Most people state how important it is to have nearly identical primer efficiencies, and that they should lie between 95% and 105%. Often the pfaffl-calculation-method is cited:
however it is usually abreviated to the deltadelta-CT-Method (2-deltadeltaCT) under the assumption that the primer efficiencies are identical and close to 100%.
My question now is: Isn't the whole point of the pfaffl-Method NOT to assume identical primer efficiencies?
Shouldn't you be able to calculate relative abundancies accurately with this method, even if the primer efficiencies differ strongly, and even if they are far from 100%?
I want to compare the expression-rates of 4 different genes, however I calculated 4 different and low efficiencies for them (92%, 83%, 87% and 89%). However i am under strong time pressure and do not have the time and resources to optimize the assay further.
Can't i just calculate the abundancies in these qPCR-reactions using the original Pfaffl-method (correcting for the low and differing efficiencies)?
Is there any reason why the efficiencies should be over 95% and almost identical even though the pfaffl-method corrects for such differences?
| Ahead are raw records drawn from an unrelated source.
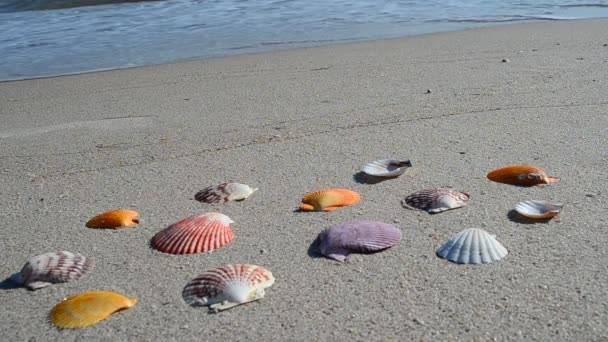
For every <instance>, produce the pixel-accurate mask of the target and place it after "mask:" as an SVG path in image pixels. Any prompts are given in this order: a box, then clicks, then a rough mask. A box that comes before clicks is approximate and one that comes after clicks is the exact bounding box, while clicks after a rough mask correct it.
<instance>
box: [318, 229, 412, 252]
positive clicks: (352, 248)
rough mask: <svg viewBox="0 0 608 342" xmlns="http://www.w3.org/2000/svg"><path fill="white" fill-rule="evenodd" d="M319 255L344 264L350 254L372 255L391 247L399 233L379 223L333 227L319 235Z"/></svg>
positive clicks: (328, 229)
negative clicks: (358, 253)
mask: <svg viewBox="0 0 608 342" xmlns="http://www.w3.org/2000/svg"><path fill="white" fill-rule="evenodd" d="M319 240H320V245H319V249H320V251H321V254H323V255H325V256H326V257H328V258H331V259H334V260H337V261H341V262H344V261H346V259H347V258H348V256H349V255H350V254H351V253H372V252H377V251H381V250H383V249H386V248H389V247H392V246H394V245H396V244H397V243H399V241H400V240H401V231H400V230H399V229H398V228H397V227H395V226H393V225H391V224H388V223H384V222H379V221H365V220H364V221H352V222H344V223H340V224H336V225H333V226H331V227H329V228H328V229H326V230H324V231H322V232H321V233H320V234H319Z"/></svg>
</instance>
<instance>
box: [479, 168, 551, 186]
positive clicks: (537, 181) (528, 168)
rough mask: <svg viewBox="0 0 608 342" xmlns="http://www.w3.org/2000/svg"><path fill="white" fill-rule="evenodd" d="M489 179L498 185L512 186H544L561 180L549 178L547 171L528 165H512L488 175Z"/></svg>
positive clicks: (492, 172) (496, 170) (549, 177)
mask: <svg viewBox="0 0 608 342" xmlns="http://www.w3.org/2000/svg"><path fill="white" fill-rule="evenodd" d="M487 177H488V179H489V180H491V181H494V182H498V183H504V184H511V185H522V186H532V185H543V184H550V183H556V182H558V181H559V178H556V177H549V176H547V174H546V173H545V171H543V170H541V169H539V168H537V167H534V166H527V165H512V166H507V167H503V168H500V169H497V170H494V171H492V172H490V173H488V176H487Z"/></svg>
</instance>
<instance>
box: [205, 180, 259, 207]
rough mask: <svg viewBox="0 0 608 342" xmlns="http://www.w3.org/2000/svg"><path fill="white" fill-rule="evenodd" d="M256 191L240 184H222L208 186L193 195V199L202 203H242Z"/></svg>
mask: <svg viewBox="0 0 608 342" xmlns="http://www.w3.org/2000/svg"><path fill="white" fill-rule="evenodd" d="M256 190H257V188H256V189H252V188H250V187H249V185H245V184H241V183H230V182H226V183H222V184H220V185H215V186H210V187H208V188H205V189H203V190H201V191H199V192H197V193H196V195H194V198H195V199H196V200H197V201H199V202H202V203H222V202H229V201H242V200H244V199H246V198H247V197H249V196H250V195H251V194H252V193H253V192H254V191H256Z"/></svg>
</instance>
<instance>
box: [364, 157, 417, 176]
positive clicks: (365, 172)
mask: <svg viewBox="0 0 608 342" xmlns="http://www.w3.org/2000/svg"><path fill="white" fill-rule="evenodd" d="M411 166H412V163H411V162H410V161H409V160H394V159H382V160H375V161H373V162H371V163H369V164H367V165H365V166H364V167H363V170H362V171H363V172H365V173H366V174H368V175H370V176H374V177H397V176H401V175H402V174H403V173H404V172H405V170H407V168H408V167H411Z"/></svg>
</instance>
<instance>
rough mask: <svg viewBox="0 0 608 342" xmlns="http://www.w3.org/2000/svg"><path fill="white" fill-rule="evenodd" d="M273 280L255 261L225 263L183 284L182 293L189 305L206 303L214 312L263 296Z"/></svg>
mask: <svg viewBox="0 0 608 342" xmlns="http://www.w3.org/2000/svg"><path fill="white" fill-rule="evenodd" d="M272 284H274V277H273V276H272V273H271V272H270V271H268V270H267V269H265V268H263V267H260V266H256V265H241V264H235V265H227V266H224V267H219V268H216V269H213V270H210V271H207V272H205V273H203V274H201V275H199V276H198V277H196V278H194V279H193V280H192V281H190V282H189V283H188V285H186V287H184V290H183V291H182V297H183V298H184V301H185V302H186V303H187V304H189V305H192V306H209V308H210V310H213V311H215V312H217V311H222V310H226V309H229V308H232V307H234V306H237V305H240V304H244V303H249V302H253V301H256V300H259V299H261V298H262V297H264V289H265V288H267V287H270V286H272Z"/></svg>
Yes, the whole point of Pffafl method is not to assume identical (or 100%) primer efficiencies. But having an efficiency outside the common limits 110% - 90% means the reaction is not working well and such assays are not recommended, not only for having different efficiency, but because something is wrong with it.
Pffafl says it's important to account for all slight changes in efficiency, the delta-delta people say that you rather should design all your primers to be very close to 100% and then don't care. None of them says to use primers with bad efficiency, but if you do you should rather calculate with Pffafl.